Lab 11 - Security

Overview

This lab is a bit unique compared to the rest, very little programming is involved.

Getting help

If you want any help with any part of this lab, join the OCF slack (https://ocf.io/slack), and mention me (slack: @mdcha, IRC: dongkyun) in #decal-general.

Part 1: Threat Modeling

Read the below prompts and answer any related questions. These questions may take some research and googling. Remember:

  1. What are you protecting?
  2. Who are your adversaries?
  3. How likely is it you will need to protect it?
  4. What are the consequences of failing to protect it?
  5. How many resources should you devote to protecting it?

Example: Safekeeping

This one is just for reference, you don’t have to answer it:

You run a safe storage facility for customers to store a variety of valuables. Describe your threat model.

In this scenario, you’re responsible for your clients’ valuables. There are a multitude of adversaries, including burglars ranging from smash-and-grab to more sophisticated attackers, disgruntled employees, clients looking to claim fradulent loss, and natural disasters such as earthquakes, fires, or tornados.

Storage facilties containing potentially high amounts of valuables in close proximity to each other may serve as enticing targets for attackers and failing to protect the facility would result in a loss of trust that would be devastating for a business.
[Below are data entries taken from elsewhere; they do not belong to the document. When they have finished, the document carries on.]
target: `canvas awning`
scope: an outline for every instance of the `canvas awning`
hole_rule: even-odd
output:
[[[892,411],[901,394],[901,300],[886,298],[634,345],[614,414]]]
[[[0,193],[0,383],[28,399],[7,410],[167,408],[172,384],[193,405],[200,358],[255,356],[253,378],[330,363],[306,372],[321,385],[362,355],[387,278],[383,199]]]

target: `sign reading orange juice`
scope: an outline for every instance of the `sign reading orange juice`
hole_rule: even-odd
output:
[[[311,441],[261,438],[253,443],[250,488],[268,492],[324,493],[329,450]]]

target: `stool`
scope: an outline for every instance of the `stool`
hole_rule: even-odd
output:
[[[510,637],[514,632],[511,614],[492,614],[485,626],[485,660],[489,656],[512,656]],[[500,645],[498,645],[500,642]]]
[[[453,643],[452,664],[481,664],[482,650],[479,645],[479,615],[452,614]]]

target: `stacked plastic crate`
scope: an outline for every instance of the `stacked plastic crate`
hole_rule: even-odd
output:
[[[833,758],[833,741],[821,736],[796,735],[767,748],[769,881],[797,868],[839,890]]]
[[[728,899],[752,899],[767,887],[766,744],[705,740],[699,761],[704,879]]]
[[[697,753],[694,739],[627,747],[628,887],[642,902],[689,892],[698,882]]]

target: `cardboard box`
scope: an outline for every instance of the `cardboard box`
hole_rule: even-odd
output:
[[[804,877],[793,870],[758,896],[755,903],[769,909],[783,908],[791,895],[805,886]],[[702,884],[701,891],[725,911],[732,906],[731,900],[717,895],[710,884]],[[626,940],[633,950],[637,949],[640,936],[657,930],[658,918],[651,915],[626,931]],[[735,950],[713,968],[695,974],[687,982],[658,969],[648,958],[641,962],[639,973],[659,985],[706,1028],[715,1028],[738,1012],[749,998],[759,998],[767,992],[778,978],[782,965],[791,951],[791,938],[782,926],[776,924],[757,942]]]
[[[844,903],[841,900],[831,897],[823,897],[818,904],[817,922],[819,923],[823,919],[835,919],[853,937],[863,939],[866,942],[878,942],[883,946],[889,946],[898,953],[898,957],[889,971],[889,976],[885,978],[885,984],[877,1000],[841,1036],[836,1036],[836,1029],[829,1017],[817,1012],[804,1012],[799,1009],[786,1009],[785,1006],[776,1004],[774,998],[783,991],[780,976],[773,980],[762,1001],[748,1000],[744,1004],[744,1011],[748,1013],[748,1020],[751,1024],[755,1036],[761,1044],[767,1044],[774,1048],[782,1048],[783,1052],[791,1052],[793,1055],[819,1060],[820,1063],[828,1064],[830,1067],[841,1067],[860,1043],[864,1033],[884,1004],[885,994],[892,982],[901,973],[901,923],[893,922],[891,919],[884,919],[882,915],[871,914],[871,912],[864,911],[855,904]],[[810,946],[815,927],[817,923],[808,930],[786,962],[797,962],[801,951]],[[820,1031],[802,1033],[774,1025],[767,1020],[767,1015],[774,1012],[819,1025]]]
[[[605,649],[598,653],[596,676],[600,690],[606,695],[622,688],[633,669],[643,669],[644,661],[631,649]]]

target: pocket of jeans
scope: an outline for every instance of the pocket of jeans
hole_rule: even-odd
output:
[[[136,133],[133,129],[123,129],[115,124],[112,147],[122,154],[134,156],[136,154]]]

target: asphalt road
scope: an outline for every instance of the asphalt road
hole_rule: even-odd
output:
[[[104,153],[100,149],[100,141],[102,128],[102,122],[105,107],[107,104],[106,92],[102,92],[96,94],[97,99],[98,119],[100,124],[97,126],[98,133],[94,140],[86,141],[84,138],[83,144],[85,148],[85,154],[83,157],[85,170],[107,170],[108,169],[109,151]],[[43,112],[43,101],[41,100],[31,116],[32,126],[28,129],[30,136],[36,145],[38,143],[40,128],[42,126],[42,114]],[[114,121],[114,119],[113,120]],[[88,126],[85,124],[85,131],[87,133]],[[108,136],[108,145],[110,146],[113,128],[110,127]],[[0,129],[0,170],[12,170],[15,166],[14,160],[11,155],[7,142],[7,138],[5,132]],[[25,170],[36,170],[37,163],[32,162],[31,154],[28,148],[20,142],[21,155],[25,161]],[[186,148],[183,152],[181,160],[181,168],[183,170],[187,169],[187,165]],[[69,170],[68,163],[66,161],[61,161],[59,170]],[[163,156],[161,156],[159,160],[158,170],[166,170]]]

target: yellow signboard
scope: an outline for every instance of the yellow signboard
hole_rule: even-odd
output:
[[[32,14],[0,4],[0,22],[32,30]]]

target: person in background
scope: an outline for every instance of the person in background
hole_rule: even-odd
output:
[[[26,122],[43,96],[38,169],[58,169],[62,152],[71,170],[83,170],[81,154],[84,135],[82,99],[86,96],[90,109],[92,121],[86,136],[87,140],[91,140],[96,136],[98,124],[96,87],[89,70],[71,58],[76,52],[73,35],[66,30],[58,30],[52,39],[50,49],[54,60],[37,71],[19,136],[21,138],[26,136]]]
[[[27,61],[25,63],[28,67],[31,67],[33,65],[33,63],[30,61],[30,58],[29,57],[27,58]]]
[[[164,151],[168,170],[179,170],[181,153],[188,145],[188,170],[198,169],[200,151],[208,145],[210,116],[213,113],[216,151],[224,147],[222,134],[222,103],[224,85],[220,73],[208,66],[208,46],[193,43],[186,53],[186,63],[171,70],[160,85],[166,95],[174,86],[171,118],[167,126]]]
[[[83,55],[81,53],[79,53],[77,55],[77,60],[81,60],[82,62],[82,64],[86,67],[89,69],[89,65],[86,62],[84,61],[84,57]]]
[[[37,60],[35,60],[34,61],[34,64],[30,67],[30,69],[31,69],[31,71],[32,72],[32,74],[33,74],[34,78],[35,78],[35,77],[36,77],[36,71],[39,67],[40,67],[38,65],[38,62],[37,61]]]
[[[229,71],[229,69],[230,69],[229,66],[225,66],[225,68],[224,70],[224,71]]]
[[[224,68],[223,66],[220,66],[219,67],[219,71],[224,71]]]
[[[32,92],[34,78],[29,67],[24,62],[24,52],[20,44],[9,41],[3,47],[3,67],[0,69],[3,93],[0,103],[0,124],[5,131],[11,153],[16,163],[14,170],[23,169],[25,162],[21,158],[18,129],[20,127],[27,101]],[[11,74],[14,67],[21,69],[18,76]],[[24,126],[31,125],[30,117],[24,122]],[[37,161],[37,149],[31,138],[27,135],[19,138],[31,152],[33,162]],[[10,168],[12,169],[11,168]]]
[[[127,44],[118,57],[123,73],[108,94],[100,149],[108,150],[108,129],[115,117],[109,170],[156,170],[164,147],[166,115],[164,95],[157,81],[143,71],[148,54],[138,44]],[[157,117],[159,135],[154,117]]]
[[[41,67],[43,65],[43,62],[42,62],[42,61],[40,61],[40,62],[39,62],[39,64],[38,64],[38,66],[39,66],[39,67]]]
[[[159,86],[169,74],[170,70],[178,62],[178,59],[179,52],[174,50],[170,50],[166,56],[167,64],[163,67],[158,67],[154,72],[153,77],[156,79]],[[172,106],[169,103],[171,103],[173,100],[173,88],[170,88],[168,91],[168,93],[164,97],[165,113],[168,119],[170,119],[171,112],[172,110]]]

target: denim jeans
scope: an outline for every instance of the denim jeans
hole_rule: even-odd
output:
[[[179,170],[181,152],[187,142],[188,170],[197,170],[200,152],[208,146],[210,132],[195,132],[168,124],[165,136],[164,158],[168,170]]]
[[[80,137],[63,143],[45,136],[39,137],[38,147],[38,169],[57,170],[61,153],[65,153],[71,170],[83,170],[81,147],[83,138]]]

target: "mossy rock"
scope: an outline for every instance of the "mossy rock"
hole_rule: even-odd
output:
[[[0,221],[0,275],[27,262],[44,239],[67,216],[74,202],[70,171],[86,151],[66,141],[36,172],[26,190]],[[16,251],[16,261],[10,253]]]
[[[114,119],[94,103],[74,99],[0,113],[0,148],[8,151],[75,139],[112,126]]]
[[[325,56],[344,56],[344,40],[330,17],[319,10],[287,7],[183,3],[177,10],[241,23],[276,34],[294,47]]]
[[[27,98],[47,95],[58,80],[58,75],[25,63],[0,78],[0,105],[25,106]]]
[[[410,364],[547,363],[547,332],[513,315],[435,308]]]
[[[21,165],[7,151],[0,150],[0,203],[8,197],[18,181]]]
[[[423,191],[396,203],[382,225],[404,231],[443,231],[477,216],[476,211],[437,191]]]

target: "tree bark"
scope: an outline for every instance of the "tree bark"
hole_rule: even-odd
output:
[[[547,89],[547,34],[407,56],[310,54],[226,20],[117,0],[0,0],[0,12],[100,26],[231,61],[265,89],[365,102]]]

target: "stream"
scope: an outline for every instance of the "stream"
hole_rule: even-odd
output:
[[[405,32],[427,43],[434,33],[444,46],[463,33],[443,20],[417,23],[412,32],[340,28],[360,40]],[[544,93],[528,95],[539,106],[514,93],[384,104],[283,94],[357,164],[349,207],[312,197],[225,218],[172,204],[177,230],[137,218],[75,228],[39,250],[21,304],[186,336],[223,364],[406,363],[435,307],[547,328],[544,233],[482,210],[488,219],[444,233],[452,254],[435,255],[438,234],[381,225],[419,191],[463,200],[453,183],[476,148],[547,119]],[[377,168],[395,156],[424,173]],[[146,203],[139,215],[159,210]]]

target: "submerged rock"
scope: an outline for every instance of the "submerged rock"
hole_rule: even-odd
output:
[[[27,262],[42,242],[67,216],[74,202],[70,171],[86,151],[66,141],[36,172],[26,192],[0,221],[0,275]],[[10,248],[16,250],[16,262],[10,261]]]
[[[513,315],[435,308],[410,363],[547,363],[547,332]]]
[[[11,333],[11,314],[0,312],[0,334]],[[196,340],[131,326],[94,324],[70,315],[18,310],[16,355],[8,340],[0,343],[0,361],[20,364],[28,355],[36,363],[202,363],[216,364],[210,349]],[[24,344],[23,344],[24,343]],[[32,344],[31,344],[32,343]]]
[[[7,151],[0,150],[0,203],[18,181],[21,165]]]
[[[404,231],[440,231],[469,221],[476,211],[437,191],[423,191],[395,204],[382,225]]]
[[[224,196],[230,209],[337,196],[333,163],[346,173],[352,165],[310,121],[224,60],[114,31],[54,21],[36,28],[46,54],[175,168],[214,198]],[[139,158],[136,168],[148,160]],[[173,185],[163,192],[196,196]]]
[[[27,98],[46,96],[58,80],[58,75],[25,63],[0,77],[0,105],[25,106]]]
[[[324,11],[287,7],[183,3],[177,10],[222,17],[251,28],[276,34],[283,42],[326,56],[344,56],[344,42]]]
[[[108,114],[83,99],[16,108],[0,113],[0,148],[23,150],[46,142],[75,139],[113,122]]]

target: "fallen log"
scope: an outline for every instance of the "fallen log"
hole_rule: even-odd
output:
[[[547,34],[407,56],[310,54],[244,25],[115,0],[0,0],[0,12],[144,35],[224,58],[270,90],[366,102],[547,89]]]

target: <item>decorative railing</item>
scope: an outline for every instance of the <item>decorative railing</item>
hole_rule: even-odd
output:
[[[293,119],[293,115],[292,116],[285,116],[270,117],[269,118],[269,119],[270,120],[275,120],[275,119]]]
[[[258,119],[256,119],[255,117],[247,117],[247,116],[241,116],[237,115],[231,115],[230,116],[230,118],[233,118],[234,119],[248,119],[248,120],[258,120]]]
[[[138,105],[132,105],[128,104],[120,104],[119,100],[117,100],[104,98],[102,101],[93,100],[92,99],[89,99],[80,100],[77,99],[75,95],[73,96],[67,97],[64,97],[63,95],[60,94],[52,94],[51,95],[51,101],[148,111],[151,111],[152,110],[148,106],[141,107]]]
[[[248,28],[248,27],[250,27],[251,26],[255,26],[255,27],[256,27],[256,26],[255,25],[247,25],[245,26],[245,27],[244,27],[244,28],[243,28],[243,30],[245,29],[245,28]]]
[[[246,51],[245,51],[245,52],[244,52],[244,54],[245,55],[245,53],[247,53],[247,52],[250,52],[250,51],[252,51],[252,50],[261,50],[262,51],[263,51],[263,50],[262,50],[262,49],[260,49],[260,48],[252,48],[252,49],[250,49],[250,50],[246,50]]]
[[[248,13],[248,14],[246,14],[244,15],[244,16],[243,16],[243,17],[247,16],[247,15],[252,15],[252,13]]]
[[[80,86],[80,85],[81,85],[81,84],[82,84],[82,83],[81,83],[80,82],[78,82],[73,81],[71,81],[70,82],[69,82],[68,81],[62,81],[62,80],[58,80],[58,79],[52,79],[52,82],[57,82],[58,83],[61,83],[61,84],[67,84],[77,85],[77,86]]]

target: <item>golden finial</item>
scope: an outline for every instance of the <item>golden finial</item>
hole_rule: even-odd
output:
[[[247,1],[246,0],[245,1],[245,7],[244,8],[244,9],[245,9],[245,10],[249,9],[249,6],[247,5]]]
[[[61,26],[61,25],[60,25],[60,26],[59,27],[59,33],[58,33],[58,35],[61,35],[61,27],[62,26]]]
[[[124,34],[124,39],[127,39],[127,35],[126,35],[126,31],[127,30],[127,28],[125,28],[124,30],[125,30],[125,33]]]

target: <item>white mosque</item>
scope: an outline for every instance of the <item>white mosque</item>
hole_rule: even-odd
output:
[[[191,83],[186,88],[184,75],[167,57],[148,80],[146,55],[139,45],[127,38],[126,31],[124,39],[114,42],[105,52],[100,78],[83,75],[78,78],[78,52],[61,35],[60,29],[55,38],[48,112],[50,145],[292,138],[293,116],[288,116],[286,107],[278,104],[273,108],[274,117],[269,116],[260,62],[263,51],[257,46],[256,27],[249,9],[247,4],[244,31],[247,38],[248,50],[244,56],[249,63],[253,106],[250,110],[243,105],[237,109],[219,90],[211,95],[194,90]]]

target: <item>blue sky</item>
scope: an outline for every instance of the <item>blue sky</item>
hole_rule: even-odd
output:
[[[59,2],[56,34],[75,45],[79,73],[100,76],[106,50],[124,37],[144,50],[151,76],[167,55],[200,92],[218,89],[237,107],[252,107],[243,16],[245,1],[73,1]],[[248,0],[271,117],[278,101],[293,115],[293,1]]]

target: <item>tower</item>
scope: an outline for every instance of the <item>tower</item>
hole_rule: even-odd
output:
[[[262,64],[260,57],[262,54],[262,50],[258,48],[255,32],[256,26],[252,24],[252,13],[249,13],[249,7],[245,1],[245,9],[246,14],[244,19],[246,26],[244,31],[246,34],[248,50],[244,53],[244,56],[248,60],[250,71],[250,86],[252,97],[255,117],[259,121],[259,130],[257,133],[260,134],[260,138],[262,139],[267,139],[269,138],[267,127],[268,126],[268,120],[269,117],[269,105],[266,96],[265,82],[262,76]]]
In order to protect against burglars, an variety of protections can be enabled from increased surveillance to 24/7 guards. The rational amount of security depends on the level of desired profit and likelihood of a break-in.

Allowing clients to install their own security protects allows them protection agaisnt both disgruntled employees and acts as a protection mechanism against fradulent clients.

Illicit Activity

You’re a drug dealer that communicates to your clients over SMS and offers to take Venmo. You usually offer to meet them at a local park only a few blocks away from your apartment.

First create a threat model and then determine how to go about your business more securely.

Secondly, if you were a fed, what tools do you have at your disposal, and how could you go about building a case against the above drug dealer?

Subversive Journalism

You’re a journalist criticizing the local authoritarian government and trying to get your story to ProPublica. Describe your threat model and how you would safely deliver the information.

Part 2: Network Security

Make a list of all the services running on your student VM that are accessible from the public internet, what user they are running as, and what port they are listening on. Use the tools you learned about in lecture 6, such as netstat, as well as tools like ps. You may also want to point nmap -A at your VM from another machine, such as tsunami.

Use less and grep to open up and search your SSH login log file, located in /var/log/auth.log. Besides yourself, is anyone else trying to log in? Who?

Part 3: Hashes

Find the checksum for the binary of a software you use. What is the software and checksum? How did you check the checksum?

Part 4: Submission

Congratulations on finishing the lab!

To submit, insert answer you have for each section into the gradescope submission.